Dalam pandangannya, berpuasa merupakan ibadah yang menguatkan spiritualnya daripada fisik karena spirit adalah nafas atau jiwa. Ketika manusia berpuasa sesuai esensinya, ia berada pada garis ahsani taqwim. Artinya, dijadikan jembatan untuk bertaqarub pada-Nya. 


Ia menyitir konsep Al-Ghazali bahwa berpuasa ada levelnya, yaitu puasanya orang awam, puasanya orang khusus, dan puasanya orang khawasul khawas (khusus buat orang khusus).


Dijelaskan, orang yang berpuasa di level awam, hanya menahan lapar dan dahaga. Orang yang berpuasa di level khusus, ia manahan pendengaran, penglihatan, lisan, dan segala anggota tubuhnya dari perbuatan dosa. Misalnya tidak ghibah, mencaci-maki, dan sebagainya.


"Di level yang ketiga atau yang tertinggi (khawasul khawas), ia tidak hanya manahan diri dari maksiat/al-munkarat, ia juga menahan hatinya dari keraguan terhadap hal-hal keakhiratan. Misalnya menahan pikirannya dari persoalan duniawiyah dan selalu menjaga diri dari berpikir kepada selain Allah. Bisa jadi jika melihat seseorang lupa pada Allah, ia menganggap puasanya batal," terangnya.


Alumnus Pondok Pesantren Annuqayah Guluk-Guluk ini menegaskan bahwa puasa mengajari manusia menguatkan spiritual. Hal ini senada dengan ilmu kedokteran yang menyatakan bahwa berpuasa dapat menyehatkan badan.


Mahmudi mengutarakan, fisik pasti musnah. Sedangkan spiritual pasti abadi. Maksudnya, ibadah puasa yang dijalankan umat Muslim di penjuru dunia, pahala akan melipatgandakan oleh Allah. 


"Sebagaimana hasil riset medis, manusia yang berpuasa, hawa nafsunya akan berkurang dengan sendirinya. Dijelaskan pula dalam konsep tasawuf, ada orang puasa tapi sebetulnya tidak berpuasa. Ada orang yang tidak berpuasa tapi pada hakikatnya berpuasa," ujar pria yang berkhidmah di Pengurus Ranting Nahdlatul Ulama (PRNU) Daleman, Ganding, Sumenep.
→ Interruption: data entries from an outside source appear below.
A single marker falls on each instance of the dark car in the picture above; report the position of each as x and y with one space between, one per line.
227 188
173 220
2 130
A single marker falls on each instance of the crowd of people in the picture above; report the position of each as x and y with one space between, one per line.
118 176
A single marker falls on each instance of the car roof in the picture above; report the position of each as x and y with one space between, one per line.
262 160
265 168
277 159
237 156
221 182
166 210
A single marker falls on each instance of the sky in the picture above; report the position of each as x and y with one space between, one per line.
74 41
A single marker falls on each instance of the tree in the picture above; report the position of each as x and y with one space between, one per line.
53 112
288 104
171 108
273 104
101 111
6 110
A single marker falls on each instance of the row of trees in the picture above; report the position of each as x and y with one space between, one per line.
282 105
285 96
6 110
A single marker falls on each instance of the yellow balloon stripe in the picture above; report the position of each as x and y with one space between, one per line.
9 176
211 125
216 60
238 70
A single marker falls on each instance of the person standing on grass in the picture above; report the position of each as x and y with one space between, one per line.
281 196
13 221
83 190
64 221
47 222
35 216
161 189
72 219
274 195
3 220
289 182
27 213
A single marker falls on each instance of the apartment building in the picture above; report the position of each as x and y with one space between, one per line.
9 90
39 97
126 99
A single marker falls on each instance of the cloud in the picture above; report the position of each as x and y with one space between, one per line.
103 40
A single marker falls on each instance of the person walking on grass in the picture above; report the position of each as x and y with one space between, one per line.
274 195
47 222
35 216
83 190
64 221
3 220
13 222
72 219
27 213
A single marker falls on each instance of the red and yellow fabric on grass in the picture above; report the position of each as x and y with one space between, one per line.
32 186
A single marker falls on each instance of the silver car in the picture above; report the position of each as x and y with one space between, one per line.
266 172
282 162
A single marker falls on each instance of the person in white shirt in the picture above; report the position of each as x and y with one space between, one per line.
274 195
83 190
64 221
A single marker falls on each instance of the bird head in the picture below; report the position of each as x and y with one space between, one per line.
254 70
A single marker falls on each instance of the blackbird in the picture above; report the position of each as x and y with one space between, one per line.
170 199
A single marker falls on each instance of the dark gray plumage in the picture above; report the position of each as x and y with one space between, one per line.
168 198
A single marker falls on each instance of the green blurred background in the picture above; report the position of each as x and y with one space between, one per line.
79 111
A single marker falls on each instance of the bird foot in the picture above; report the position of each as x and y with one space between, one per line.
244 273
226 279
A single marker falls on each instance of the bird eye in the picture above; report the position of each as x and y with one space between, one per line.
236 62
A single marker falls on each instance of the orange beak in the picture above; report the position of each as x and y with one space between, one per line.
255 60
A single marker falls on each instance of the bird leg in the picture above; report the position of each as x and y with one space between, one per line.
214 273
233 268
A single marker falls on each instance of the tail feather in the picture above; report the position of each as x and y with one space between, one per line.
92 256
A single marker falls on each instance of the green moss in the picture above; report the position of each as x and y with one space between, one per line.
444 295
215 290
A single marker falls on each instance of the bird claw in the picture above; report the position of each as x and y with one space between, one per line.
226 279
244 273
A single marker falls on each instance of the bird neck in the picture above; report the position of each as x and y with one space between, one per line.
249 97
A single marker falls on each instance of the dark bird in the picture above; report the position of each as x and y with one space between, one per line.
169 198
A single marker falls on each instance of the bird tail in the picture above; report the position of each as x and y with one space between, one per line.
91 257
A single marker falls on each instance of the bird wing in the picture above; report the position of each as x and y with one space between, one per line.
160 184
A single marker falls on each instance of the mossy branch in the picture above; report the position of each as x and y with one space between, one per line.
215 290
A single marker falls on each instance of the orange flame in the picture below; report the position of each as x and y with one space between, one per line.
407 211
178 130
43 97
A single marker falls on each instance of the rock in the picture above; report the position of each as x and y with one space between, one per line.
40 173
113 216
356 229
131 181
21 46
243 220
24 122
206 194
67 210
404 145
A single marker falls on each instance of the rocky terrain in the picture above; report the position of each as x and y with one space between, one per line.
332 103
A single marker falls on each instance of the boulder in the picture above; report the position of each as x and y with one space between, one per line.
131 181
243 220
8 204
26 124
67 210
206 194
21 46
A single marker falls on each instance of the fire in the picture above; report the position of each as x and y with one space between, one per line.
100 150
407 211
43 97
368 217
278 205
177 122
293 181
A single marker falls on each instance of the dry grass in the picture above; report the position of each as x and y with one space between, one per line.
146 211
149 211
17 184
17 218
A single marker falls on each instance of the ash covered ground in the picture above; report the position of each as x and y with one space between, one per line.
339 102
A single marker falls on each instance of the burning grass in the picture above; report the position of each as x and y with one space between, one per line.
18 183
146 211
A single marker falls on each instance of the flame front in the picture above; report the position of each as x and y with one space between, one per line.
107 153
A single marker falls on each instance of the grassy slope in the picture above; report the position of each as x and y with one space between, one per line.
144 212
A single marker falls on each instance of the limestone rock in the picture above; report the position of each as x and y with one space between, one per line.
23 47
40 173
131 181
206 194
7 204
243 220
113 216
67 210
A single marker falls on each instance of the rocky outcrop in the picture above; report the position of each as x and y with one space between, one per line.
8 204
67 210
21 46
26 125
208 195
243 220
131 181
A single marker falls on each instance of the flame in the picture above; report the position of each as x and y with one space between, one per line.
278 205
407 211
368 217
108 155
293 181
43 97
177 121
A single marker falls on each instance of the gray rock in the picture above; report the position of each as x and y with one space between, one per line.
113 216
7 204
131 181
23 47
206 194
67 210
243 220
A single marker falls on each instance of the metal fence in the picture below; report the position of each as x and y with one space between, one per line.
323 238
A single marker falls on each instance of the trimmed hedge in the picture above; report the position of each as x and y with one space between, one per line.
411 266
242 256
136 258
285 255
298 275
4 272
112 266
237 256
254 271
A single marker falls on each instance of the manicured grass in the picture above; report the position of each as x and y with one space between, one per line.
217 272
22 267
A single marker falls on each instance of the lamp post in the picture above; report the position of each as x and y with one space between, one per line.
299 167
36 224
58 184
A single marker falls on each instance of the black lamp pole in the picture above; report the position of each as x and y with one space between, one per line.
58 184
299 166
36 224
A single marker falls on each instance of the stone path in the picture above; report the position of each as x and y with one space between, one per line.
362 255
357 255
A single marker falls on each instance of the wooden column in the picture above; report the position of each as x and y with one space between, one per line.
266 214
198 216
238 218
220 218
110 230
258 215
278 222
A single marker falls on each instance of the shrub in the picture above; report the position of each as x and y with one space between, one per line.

Dilanjutkan, mestinya seseorang berpuasa secara substantif. "Tidak hanya dzahir, pasalnya banyak orang hanya mendapatkan lapar dan dahaga. Mengapa demikian? Karena esensinya tidak didapatkan," ujarnya. 


"Mungkin belum menyadari sepenuhnya terhadap esensi puasa. Padahal, hakikat puasa taqarub pada Allah dan menuju keselamatan dunia akhirat. Kalau tidak berdampak pada kepribadiannya, itu namanya puasa dzahir," ungkapnya.


Awalnya, kata Mahmudi, seseorang diajari berpuasa dzahir, tapi lama kelamaan akan terbiasa menghadapi pada hal-hal batiniyah. Kondisi manusia di masa di masa kini, manusia sudah menguasai alam, pintar secara teknologi.


"Sejak masuk abad modern, manusia akan terjerumus atau masuk kategori promethean. Agar tidak terjerumus, manusia harus sadar dan berdialektika dengan alam," uajrnya menyitir gagasan Scientia Sacra Seyyed Hossein Nasr.


Ia menyatakan, manusia dan alam adalah subjek. Sesama subjek tidak boleh ada eksploitasi, karena sejatinya alam subjek. Orang modern merasa berkuasa. Toh lama-kelamaan alam dirusak oleh ulah manusia sendiri.


"Kami terinspirasi dari bukunya Kiai M Faizi dengan judul 'Merusak Bumi dari Meja Makan. Manusia mulai tidak menghargai alam. Namun kita tetap optimis mengikuti anjuran nabi dan mengingat kembali esensi manusia yang tidak mengejar fisik serta dunia saja," harapnya.


Guna membangun optimis pontificial, sambungnya, manusia yang berpuasa harus mengingat kembali tujuan hidup manusia. Di mana manusia mulai menahan ambisi, dan sejenisnya.


"Mari kita mulai dari diri sendiri. Belajar mengenal kembali perjalanan manusia untuk dunia dan akhirat," tandasnya.